Privacy Update: New Developments to Proposed CCPA Amendments

There have been developments in the following five proposed amendments to the California Consumer Privacy Act (CCPA).
  • AB 2004 Regarding Medical Test Results Verification Credentials: Amendments on May 12 made significant changes to the bill text. The amendment authorizes issuers of COVID-19 test results or other medical test results, including issuers that are public entities, to use verifiable credentials, as defined by the World Wide Web Consortium (W3C), for the purpose of providing test results to individuals.
  • AB 2261 Regarding Facial Recognition Technology: May 12 amendments require a controller using a facial recognition service to make decisions that produce legal (or similarly significant) effects concerning individuals to ensure that those decisions are subject to meaningful human review. Such meaningful human review means review by trained individuals who are responsible for decisions based, in whole or in part, on the output of a facial recognition service. AB 2261 additionally has other requirements on facial recognition technology that remain unchanged. These include individual rights to confirm if a controller has enrolled an image or a facial template of that individual, the right to correct or challenge a decision to enroll an image or a facial template of that individual, and the right to withdraw consent to enroll an image or a facial template used in facial recognition services in a public space.
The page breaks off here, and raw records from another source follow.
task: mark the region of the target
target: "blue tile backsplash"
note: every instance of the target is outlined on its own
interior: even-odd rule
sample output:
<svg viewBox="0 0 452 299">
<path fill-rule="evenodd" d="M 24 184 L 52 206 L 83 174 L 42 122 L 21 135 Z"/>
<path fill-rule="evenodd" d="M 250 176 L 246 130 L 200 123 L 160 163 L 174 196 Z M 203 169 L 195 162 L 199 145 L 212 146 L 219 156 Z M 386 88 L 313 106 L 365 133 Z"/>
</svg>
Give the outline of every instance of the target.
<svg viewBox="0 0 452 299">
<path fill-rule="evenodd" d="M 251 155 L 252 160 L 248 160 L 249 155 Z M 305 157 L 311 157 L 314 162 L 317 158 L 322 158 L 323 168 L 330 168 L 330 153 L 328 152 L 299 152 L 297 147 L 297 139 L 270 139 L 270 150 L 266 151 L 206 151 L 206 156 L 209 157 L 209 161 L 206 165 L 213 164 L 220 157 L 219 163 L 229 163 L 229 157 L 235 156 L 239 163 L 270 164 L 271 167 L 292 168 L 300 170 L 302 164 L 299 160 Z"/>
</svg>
  • AB 3116 Regarding Mobility Devices: This bill requires mobility service operators to share aggregated and deidentified trip data (GPS, addresses, and times of routes traveled) with public agencies upon request for transportation planning and safety purposes. A mobility device is any transportation device or vehicle, including but not limited to, a bicycle, electric bicycle, electric scooter, autonomous vehicle, vehicle utilized on an online-enabled application or platform of a transportation network company, or any other device that can be moved in any public area.
  • SB 980 Regarding DNA or Illness Testing Companies: This bill establishes the Genetic Information Privacy Act, which would prohibit a direct-to-consumer genetic or illness testing services company from disclosing a person’s genetic information to a third party without obtaining the person’s prior written consent. The bill would impose civil and criminal penalties for a violation of those provisions, such as a fine not to exceed $10,000, imprisonment in a county jail up to 6 months, or both a fine and imprisonment. This bill is set for hearing on May 22, 2020.
  • SB 1371 Regarding Maintenance of the CodesThis bill is set for hearing on May 22, 2020. It proposes non-substantive grammatical revisions to CCPA sections 1798.140 and 1798.145.